どうやら一概にドラゴンといっても様々なドラゴンがいるようで、レッドドラゴンのお肉は絶品ですが、ブルードラゴン、イエロードラゴン、グリーンドラゴンといった少し変わった色のドラゴンのお肉は絶対に食べてはいけないそうです。なんでも人にとっては猛毒で、食べてしまったら瞬時に死に至るのだとか……。
「フグみたいですね」
しかし、フグとは異なり鱗の色で見分けることができるので、誤って毒肉を食べてしまうということはまず起こりえないでしょう。

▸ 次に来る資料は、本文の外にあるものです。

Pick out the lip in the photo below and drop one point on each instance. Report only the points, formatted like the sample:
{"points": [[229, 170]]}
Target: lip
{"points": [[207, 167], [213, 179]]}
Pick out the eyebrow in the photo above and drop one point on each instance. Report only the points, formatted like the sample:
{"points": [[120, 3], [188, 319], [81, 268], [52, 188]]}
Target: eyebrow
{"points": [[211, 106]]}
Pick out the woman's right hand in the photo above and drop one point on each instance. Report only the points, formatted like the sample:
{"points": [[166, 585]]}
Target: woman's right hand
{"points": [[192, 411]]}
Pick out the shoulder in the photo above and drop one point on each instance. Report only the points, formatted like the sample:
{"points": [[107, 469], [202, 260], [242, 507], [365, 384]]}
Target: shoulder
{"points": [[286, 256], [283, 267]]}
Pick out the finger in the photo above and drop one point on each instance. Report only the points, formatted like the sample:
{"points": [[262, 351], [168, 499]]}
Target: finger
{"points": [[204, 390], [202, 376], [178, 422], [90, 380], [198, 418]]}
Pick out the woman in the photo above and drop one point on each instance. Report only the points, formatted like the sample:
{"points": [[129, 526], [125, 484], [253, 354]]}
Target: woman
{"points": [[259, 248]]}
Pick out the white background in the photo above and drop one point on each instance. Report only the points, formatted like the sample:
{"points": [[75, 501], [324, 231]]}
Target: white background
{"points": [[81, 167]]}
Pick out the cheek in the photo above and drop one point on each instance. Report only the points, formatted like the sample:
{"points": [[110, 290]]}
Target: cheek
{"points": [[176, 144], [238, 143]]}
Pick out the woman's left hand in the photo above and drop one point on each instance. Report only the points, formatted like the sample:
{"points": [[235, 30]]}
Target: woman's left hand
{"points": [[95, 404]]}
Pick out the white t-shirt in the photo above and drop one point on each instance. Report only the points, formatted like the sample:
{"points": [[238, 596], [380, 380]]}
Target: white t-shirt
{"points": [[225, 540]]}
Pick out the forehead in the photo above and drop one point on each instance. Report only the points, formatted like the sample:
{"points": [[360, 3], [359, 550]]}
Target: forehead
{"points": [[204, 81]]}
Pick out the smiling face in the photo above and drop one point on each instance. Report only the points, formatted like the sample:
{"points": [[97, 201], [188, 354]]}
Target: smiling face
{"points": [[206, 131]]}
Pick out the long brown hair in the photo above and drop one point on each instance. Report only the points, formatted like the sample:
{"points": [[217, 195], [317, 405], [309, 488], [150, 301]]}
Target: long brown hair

ページをめくると、レッドドラゴンのお肉を使った料理の写真が貼られていました。見ているだけで口の中が涎でいっぱいになりました。
「レッドドラゴンですか」
出没は極々稀。
ですが、プリテンド付近でも目撃事例はあるようようです。直近だと50年前。
……食べてみたいです、レッドドラゴン。ふわっと空から現れたりしませんかね。
「メプッ」
「どうしましたメープル?」
突然鳴き声をあげたメープルをもふもふと撫でまわします。目を細めて心地よさそうにしています。
「ふわぁ~。ようやく眠たくなってきました」
メープルを抱き留めたままごろんと寝転がります。全身からす~と力が抜け、意識が遠のいていく感覚がありました。
「おやすみメープル」
「メプ~」
目を覚ませば、引きこもり生活も残すところ3日となります。引きこもり生活明けは、レッドドラゴンと戦いにいくのも悪くないかもですね。そもそもこの時代にいるのかも定かでないですけど。
そんなことを思っていると、頭の中でぴこんと音が聞こえた気がしました。どこかに都合よくレッドドラゴンでも出現したんでしょうかねぇ。
のほほんとそんなことを思いながら私は眠りにつきました。